Voltou para dentro com o cabelo e a gabardina molhados, os sapatos molhados, a paciência pingando gota a gota sobre o chão frio e calado. Havia outras pessoas na sala de espera, estavam todas sentadas, excepto aquele que, quando presenta ocupava a segunda cadeira a contar da esquerda, que ia à casa de banho de cinco em cinco minutos. Havia um relógio que aponta as dez horas e os trinta e seis minutos, quando na verdade são só quatro e dezanove, agora que falo nisso era um relógio que talvez fosse quadrado. Haviam corredores vazios e depois alguém que entrava e trazia uma grávida numa maca, aos gritos e as levava para uma das salas, e depois havia corredores vazios outra vez, corredores que nunca tinham silêncio nem sossêgo e se enchiam de brados sofridos.
Merda, disse entredentes, depois disse Merda, foi a mesma coisa mas não foi a mesma coisa porque o disse mais alto e toda a gente olhou para ele. Esperava em pé, encostado a uma parede. A parede era fria, mas era como se fosse quente e era melhor do que se não fosse nada, era um apoio e era o seu único apoio, que não aquece nem arrefece.

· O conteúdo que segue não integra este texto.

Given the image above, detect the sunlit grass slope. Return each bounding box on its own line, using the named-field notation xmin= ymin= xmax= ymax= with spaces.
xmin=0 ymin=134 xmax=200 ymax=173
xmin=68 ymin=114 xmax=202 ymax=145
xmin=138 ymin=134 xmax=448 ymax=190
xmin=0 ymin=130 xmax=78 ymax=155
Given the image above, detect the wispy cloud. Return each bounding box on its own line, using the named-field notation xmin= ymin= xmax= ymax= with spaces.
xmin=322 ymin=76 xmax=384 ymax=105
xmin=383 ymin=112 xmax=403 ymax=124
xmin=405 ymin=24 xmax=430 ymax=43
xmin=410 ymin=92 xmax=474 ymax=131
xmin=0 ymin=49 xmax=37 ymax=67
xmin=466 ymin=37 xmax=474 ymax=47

Hora após hora após hora, esteve ali em pé, encostado à parede. Até o manco ponteiro dos minutos andava, ao seu ritmo próprio e lento, mas andava, coxeando de número a número. Um a um, foram-se os esperadores, o último foi o da casa de banho, outros vieram. As cadeiras verdes e de plástico eram sempre as mesmas, os ladrilhos eram sempre os mesmos. Ele sentou-se por fim, mas não por muito tempo. A enfermeira apareceu na sala e chamou o seu nome e ele saltou e caminhou até à sala, as pernas tremendo-lhe e parcamente sustentando-o na posição vertical, proeza que o hominídeo nunca mais quis deitar fora, depois de alcançar pela primeira vez.
Apertou a mão direita da mulher, ela tinha os olhos húmidos de lágrimas, ele apertou a mão dela e perguntou É menina, com um secreto desejo de que não fosse, e ela disse, É menino, e ele sorriu, ela então sorriu também, mas era um sorriso triste, O que foi?, e ela disse, numa voz trémula, como a luz de uma vela acendida na noite ventosa que lá fora se tornava dia, Não tem braços, e ele olhou o filho, e pegou-lhe, e disse Não tem braços, e teve medo, e sentiu horror da criança. Teve tanto medo que no dia seguinte a mulher não o encontrou na cama, e na cama nunca mais o encontrou, um dia no metro, dezasseis anos depois, teve quase a certeza que era dele aquela face entre a multidão da hora de ponta, aquela que o olhava assustado, mas essas suspeitas nunca pôde confirmar.
A carreira de celebridade do filho começou uma semana depois, apareceu numa reportagem da TVI, depois cresceu e dedicou-se à música, tornou-se uma estrela internacional, aplaudido pelos fãs e nas boas graças da crítica, mesmo a mais exigente. Deixou a mãe a viver numa mansão mas ainda a vem visitar uma vez por mês, que a fama não lhe fez mossa ao ego simples, e até lhe comprou um automóvel novo como o pai veio a saber pelos jornais.